For that reason, the 24-page think piece represents a major failure to build on last March’s FCC spectrum policy hearing and to crystallize in a single document the philosophical underpinnings of liberalized spectrum policies manifested in wireless rulings of recent years. Farquhar said she was not disappointed with the outcome, noting the paper should elicit a lot of discussion.

At the same time, the paper appears to underscore Hundt’s desire to de-emphasize engineering as part of the upcoming agency shakeup.

“Using Market-based Spectrum Policy to Promote the Public Interest,” is co-authored by Gregory Rosston, deputy chief economist, and Jeffrey Steinberg, special counsel to the commercial wireless division of the Wireless Telecommunications Bureau.

“Taken to its logical extension, total flexibility would lead to interference among users and would be detrimental to the commission’s key responsibility to manage the spectrum,” said Rudy Baca, senior legal advisor to Quello.

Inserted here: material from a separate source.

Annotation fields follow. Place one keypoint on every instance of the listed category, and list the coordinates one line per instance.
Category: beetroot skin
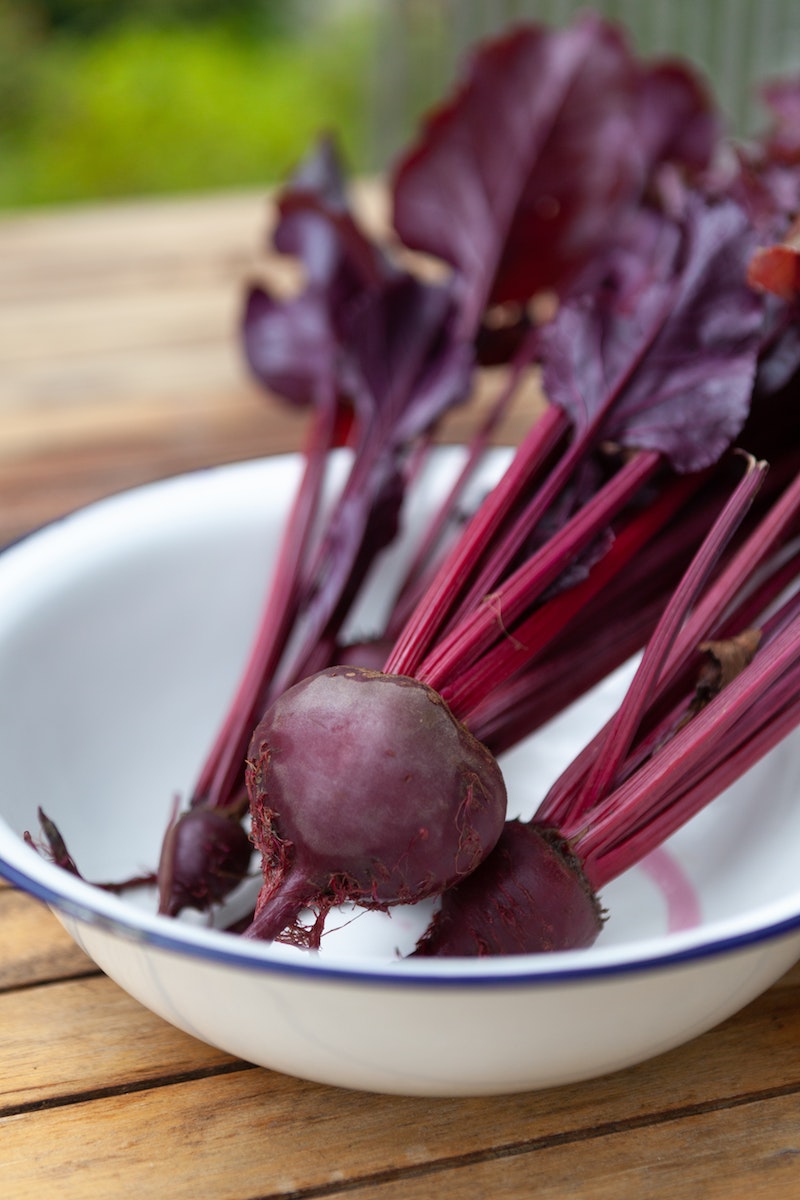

David Siddall, an aide to Commissioner Ness, characterized the work as a “theoretical paper” that lacks guidance on spectrum management. Siddall said the paper failed to adequately address private wireless and broadcast spectrum, and was plagued by inconsistencies.

Besides sparking controversy over policy recommendations such as eliminating radio service designations, ending buildout requirements (endorsing spectrum warehousing) and subsidizing public safety communications instead of setting aside spectrum, the paper ruffled feathers in the agency because of how it was managed.

For example, input from the Office of Engineering and Technology-normally a key player in spectrum initiatives-was limited, according to FCC officials. OET was not made aware of the now-defunct policy statement until it was close to final form, and only then was feedback solicited, officials said.

That OET was only asked to marginally take part in the process does not appear to be an accident. A market-driven spectrum policy with maximum technical and operational flexibility, like that embraced by Hundt and the paper’s authors, would arguably necessitate fewer engineers.

As such, Hundt has directed Mary Beth Richards, deputy chief of the Common Carrier Bureau, to develop recommendations for consolidating and/or eliminating OET, the Competition Division of the Office of General Counsel, the Office of Communications Business Opportunities and the Office of Public Affairs. In 1995, Richards spearheaded a downsizing effort that resulted in 50 layoffs in the Compliance and Information Bureau.